So recht begeistert ist Fabio nicht davon, dass er seine Sommerferien gemeinsam mit seinen Eltern und seinem jüngeren Bruder Tom in Reykjavik vebringen muss. Vor allem, weil hier alle TT – den “tollen Tom” – für seinen Zwillingsbruder halten, weil Fabio selbst für sein Alter verdammt klein geraten ist. Als dieser sich ausgerechnet noch mit der rotzfrechen Elín anfreundet, der elfjährigen Tochter ihrer Gastgeberin, und Fabio dafür vernachlässigt, hat der endgültig die Nase voll.
Deshalb ist auch niemand bei ihm, als er mitten in der Stadt einen Jungen entdeckt, der einen weißen Wolfskopf wie einen Helm trägt, und später ein seltsames Mädchen, das wie aus dem Nichts erscheinen kann. Ist an dem Aberglauben der Stadtbewohner, dass es überall auf der Insel Elfen gibt, gar etwas drann?
Falls ja, dann sind die ganz anders als die hochgewachsen, ätherischen Lichtgestalten aus dem “Herrn der Ringe”: Sie tragen T-Shirts von Metal-Bands, haben kesse Sprüche auf den Lippen und surfen im Internet. Als Fabio bei seinen heimlichen Recherchen ausgerechnet den Laptop eines Elfenjungen schrottet, hat er ein Problem und braucht die Hilfe von Tom und Elín – aber als die Elfen auf Elín aufmerksam werden, geht der Ärger erst richtig los …

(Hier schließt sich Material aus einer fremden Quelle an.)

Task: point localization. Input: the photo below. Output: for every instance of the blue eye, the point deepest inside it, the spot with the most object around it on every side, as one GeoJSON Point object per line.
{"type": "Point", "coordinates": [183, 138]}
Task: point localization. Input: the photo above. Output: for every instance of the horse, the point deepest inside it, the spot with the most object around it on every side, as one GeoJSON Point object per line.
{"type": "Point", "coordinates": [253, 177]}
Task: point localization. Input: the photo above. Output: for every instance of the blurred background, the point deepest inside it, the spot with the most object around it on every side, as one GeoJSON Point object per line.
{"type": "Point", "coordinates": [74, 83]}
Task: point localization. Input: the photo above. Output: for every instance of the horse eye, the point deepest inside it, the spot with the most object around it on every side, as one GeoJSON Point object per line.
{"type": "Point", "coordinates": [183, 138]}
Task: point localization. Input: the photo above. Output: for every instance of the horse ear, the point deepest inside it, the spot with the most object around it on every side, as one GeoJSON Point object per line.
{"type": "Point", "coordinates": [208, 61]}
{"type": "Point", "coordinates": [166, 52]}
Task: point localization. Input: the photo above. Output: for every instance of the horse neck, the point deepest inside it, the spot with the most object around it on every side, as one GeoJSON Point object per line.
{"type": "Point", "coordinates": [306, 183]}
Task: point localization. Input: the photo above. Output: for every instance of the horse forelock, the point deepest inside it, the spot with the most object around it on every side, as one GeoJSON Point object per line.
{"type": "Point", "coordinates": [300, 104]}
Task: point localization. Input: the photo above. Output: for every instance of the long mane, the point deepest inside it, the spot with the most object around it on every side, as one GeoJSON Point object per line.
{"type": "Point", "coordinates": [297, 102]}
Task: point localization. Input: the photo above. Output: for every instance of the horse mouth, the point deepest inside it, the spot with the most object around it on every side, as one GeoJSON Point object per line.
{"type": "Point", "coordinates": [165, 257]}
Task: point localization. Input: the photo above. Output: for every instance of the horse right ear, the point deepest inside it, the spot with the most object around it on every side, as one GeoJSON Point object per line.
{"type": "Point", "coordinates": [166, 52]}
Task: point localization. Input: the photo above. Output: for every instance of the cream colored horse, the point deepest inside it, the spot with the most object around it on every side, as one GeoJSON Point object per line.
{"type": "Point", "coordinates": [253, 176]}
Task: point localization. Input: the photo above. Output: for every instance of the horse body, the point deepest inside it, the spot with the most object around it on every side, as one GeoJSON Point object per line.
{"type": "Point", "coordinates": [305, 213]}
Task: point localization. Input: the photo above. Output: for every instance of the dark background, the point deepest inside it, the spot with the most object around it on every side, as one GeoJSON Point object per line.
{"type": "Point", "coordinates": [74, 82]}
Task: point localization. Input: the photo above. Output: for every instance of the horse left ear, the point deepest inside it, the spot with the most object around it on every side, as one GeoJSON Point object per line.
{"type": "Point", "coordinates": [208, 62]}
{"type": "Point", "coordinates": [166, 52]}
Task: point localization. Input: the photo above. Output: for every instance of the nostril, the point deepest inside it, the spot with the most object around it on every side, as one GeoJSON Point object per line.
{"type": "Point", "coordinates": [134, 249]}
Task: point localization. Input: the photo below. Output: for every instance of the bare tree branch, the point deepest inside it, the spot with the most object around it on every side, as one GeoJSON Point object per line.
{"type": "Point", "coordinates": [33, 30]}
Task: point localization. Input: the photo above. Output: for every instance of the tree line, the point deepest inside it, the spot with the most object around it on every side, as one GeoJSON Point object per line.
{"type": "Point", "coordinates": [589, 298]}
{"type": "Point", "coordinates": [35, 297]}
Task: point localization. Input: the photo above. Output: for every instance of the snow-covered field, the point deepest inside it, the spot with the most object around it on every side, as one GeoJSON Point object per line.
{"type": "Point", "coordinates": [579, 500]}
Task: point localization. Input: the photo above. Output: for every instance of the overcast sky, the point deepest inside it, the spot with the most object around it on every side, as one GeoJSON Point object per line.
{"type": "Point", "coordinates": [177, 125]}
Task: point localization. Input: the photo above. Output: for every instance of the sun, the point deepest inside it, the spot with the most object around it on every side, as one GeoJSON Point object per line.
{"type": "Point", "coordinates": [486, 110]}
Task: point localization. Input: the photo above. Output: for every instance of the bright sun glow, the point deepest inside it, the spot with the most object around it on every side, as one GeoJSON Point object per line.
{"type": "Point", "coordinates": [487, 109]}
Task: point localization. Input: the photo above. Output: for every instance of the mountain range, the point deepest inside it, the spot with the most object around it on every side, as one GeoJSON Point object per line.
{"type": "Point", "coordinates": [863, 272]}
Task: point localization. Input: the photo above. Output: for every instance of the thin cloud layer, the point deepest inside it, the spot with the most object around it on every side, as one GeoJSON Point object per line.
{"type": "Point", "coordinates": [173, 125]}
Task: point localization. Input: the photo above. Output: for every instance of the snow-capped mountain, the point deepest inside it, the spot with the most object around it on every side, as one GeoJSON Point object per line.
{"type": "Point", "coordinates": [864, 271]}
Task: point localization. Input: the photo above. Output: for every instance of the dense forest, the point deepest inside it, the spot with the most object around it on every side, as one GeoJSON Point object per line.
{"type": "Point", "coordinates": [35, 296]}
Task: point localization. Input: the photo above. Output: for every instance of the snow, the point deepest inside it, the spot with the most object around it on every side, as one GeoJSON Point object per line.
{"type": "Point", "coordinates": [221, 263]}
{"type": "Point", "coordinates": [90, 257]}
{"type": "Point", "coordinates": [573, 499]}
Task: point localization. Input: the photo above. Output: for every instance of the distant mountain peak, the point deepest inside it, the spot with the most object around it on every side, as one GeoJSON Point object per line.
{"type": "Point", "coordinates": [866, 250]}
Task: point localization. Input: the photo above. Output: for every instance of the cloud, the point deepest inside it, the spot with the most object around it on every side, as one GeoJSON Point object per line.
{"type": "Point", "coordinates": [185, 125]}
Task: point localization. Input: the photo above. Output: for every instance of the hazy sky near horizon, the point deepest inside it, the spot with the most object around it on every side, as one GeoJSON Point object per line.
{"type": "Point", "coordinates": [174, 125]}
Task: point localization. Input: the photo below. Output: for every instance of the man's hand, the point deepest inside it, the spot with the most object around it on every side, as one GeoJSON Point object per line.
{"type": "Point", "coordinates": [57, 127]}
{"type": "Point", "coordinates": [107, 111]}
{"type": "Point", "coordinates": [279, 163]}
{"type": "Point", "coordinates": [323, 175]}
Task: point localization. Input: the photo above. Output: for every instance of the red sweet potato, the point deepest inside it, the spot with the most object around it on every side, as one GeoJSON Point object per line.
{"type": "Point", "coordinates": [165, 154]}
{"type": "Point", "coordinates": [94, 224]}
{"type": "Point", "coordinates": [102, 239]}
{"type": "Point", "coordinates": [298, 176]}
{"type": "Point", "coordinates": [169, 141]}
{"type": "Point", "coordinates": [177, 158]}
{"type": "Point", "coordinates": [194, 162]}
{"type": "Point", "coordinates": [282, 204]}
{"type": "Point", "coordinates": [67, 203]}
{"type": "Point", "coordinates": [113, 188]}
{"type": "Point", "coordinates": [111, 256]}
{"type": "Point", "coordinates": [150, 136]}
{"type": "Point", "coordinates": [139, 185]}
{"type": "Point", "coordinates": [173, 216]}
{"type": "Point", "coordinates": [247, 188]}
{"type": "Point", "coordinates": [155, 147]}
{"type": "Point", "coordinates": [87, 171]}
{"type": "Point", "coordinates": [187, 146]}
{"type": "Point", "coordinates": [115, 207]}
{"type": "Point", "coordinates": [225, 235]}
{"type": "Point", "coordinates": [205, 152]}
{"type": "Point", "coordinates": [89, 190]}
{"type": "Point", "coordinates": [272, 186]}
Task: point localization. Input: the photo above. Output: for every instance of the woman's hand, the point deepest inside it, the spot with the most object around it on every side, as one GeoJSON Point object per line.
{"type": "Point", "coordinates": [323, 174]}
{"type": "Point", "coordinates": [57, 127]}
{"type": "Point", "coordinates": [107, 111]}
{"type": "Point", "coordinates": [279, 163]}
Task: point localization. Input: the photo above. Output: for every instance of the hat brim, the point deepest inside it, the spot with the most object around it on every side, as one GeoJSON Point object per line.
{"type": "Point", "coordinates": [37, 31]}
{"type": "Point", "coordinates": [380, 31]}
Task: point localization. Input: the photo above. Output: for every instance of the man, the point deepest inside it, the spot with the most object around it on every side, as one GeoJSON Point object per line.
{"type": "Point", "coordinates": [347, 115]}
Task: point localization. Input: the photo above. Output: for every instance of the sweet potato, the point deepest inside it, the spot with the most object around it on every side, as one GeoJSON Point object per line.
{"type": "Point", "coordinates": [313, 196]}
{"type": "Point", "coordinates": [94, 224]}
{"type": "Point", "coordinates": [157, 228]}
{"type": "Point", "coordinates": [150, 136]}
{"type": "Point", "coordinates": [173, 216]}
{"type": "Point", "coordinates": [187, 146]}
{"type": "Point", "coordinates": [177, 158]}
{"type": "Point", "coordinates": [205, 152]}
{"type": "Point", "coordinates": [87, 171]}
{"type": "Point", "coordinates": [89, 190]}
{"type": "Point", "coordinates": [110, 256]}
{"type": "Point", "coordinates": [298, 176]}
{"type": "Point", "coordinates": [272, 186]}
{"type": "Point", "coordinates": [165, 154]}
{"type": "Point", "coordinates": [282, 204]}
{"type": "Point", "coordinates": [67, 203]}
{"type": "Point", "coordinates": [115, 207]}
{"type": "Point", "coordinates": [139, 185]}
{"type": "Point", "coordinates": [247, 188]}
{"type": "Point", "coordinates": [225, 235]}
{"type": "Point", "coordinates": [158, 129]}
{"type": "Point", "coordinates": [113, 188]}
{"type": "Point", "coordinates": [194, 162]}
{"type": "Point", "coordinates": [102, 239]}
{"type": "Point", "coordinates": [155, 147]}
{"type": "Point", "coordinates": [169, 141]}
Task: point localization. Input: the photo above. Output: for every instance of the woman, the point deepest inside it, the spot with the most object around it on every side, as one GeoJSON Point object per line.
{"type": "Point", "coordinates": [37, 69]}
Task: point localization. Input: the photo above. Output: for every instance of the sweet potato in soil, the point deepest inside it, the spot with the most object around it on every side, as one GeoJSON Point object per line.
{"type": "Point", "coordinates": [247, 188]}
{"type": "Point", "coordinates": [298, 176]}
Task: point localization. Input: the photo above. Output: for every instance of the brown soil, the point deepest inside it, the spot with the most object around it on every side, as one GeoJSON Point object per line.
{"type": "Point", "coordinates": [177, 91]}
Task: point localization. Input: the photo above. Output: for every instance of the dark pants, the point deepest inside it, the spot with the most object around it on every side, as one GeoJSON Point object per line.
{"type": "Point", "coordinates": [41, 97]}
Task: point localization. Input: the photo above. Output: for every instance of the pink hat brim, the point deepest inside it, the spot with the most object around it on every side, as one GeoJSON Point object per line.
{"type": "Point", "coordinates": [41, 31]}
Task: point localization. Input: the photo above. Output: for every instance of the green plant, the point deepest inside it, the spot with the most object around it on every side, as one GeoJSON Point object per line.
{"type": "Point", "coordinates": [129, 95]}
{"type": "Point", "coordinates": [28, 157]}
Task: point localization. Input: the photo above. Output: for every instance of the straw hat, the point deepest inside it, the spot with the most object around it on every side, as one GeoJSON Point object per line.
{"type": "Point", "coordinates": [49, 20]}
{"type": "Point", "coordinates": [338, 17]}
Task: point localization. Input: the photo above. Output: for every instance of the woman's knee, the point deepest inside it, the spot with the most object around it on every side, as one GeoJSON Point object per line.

Gammelhai schmeckt schlimmer als Krötensuppe,
aber als Gäste müssen wir höflich sein, also esst gefälligst!
Island ist Schauplatz von Nina Blazons neuem Jugendbuch für Leser ab 10. Nach einem Ausflug nach Venedig (in “Laqua – Der Fluch der schwarzen Gondel“) und nach Dänemark (in “Lillesang – Das Geheimnis der dunklen Nixe“) verortet die Autorin ihr phantastisches Abenteuer diesmal auf die Insel der Gletscher und Vulkane.
Und der Schauplatz spielt in “Silfur – Die Nacht der silbernen Augen” eine ebenso große Rolle wie die eigentliche Handlung selbst – das Buch lebt von den plastischen Beschreibungen der Stadt Reykjavik und Orten wie den Hraunfossar-Wasserfällen, wo sich Fabios Abenteuer abspielt. Man merkt dem Werk an, dass Nina Blazon ausführlich vor Ort recherchiert hat. (Auf ihrer Website gibt’s übrigens auch ein Fotoalbum mit zusätzlichen visuellen Eindrücken der Handlungsorte; sehr empfehlenswert!)
Die Geschichte ist ein ganz und gar modernes Abenteuer, im Hier und Jetzt verwurzelt und gelungen mit Popkultur-Verweisen garniert, auch wenn Motive aus der nordischen Sagenwelt eine große Rolle spielen. Diesen hat die Autorin ein ordentliches Update verpasst: Isländische Mythologie 3.0 sozusagen. Nina Blazon zeigt zudem, dass es nicht immer um germanische Götter, den Weltuntergang oder den Kampf mit der Midgard-Schlange gehen muss, wenn man sich mit dieser Thematik beschäftigt.
Gelungen ist auch die glaubhafte Figurenzeichnung der jungen Helden des Buchs: sowohl in der ersten Hälfte von “Silfur”, wenn zwischen Fabio und Tom auf der einen und der chaotischen Elín mit ihren irrwitzigen Ideen die Fetzen fliegen, als auch in der zweiten, wenn die drei mitten in einem magischen Abenteuer stecken, das sie zusammenschweißt.
Insgesamt ist “Silfur – Die Nacht der silbernen Augen” eine freche Geschichte mit toller Botschaft, die dem jungen Zielpublikum sicher den Atem raubt, aber an der auch ich als erwachsener Leser, der ich bereits viele von der nordischen Mythologie inspirierte Geschichten verschlungen habe, meinen Spaß hatte.